Zikre devâm ile, öyle bir dereceye ulaşılır ki, zikrin hakîkati, insanın yaratılış gâyesi ile birleşir; zikre mâkes olur. Zikrin hakîkati, harf, kelime ve sesten münezzehtir. Kalbin cevheri, yâni özü de, İlâhî ve Rabbânî olduğu için münezzeh bir latifedir. Bu iki keyfiyet, böylece eşyâdan mücerred hâle gelince, birbirleriyle aynîleşir, birleşir, hakîkî tevhîde erer. Kalb, orada yokluğa ve hiçliğe kavuşur. Zikredilenden, yâni Cenâb-ı Hak’tan başka her şey silinir. Çünkü bu makamda kalb, esmâ-yı ilâhiyyenin tecellî merkezi olur ve güneş ışığını toplayan bir merceğin, altındakileri yakması gibi bütün mâsivâyı yakar, yok eder. Bu, “fenâ” hâlidir. Fânîlerin aradan çekilip “Bâkî”nin kaldığı makamdır; itmi’nândır; huzura vâsıl oluştur.
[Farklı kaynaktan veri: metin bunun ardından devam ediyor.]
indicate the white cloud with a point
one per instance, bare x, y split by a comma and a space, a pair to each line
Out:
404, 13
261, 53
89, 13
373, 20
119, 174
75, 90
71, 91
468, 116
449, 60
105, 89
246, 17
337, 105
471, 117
Zikir, yalnızca dilin lafza-i celâli tekrarlaması değil, Allâh -celle celâlühû- idrâki ile İlâhî tecellînin bütün benliği kuşatıp kalbde yerini almasıdır.
Bu hâle nazaran rûha ıztırap veren gurbetin en derin ve en köklü hasretini dindirmek, Rabbe vuslat iledir. Bu ulvî hasreti ve ruhî ıztırâbı idrâk etmeyerek, köyünden, kentinden ayrılması sebebiyle muzdarip olan sıradan insanların bile şuuraltında aslında gurbetin bu büyük ve derin mânâsı bâkî kalır. Ruhun bu ıztırâbını ancak üstün idrâk sâhipleri olan evliyâullâh lâyıkıyla kavrar ve ara merhalelerin derdinden berî ve İlâhî vuslata iştiyâk ile dolu bir ömür sürerler.
Aslına dönme temâyülü, varlıklar içinde üstün bir idrâk ile techîz edilmiş bulunan ins ü cinde en üst seviyeye ulaştığı nisbette bir hasret ve ıztırap kaynağı olur. İşte o zaman idrâk sahibi her kul, nefes alıp verdikçe kendisini daimî bir gurbette hisseder.
..Bundan dolayı tasavvufun bir gâyesi de, insanı “elest bezmi”nde Rabbiyle beraber olduğu vuslat iklîmine dönme hususundaki arzu, arayış, temâyül ve istîdâdını zikirle tekâmül ettirerek şuuraltından şuurüstüne yükseltmektir.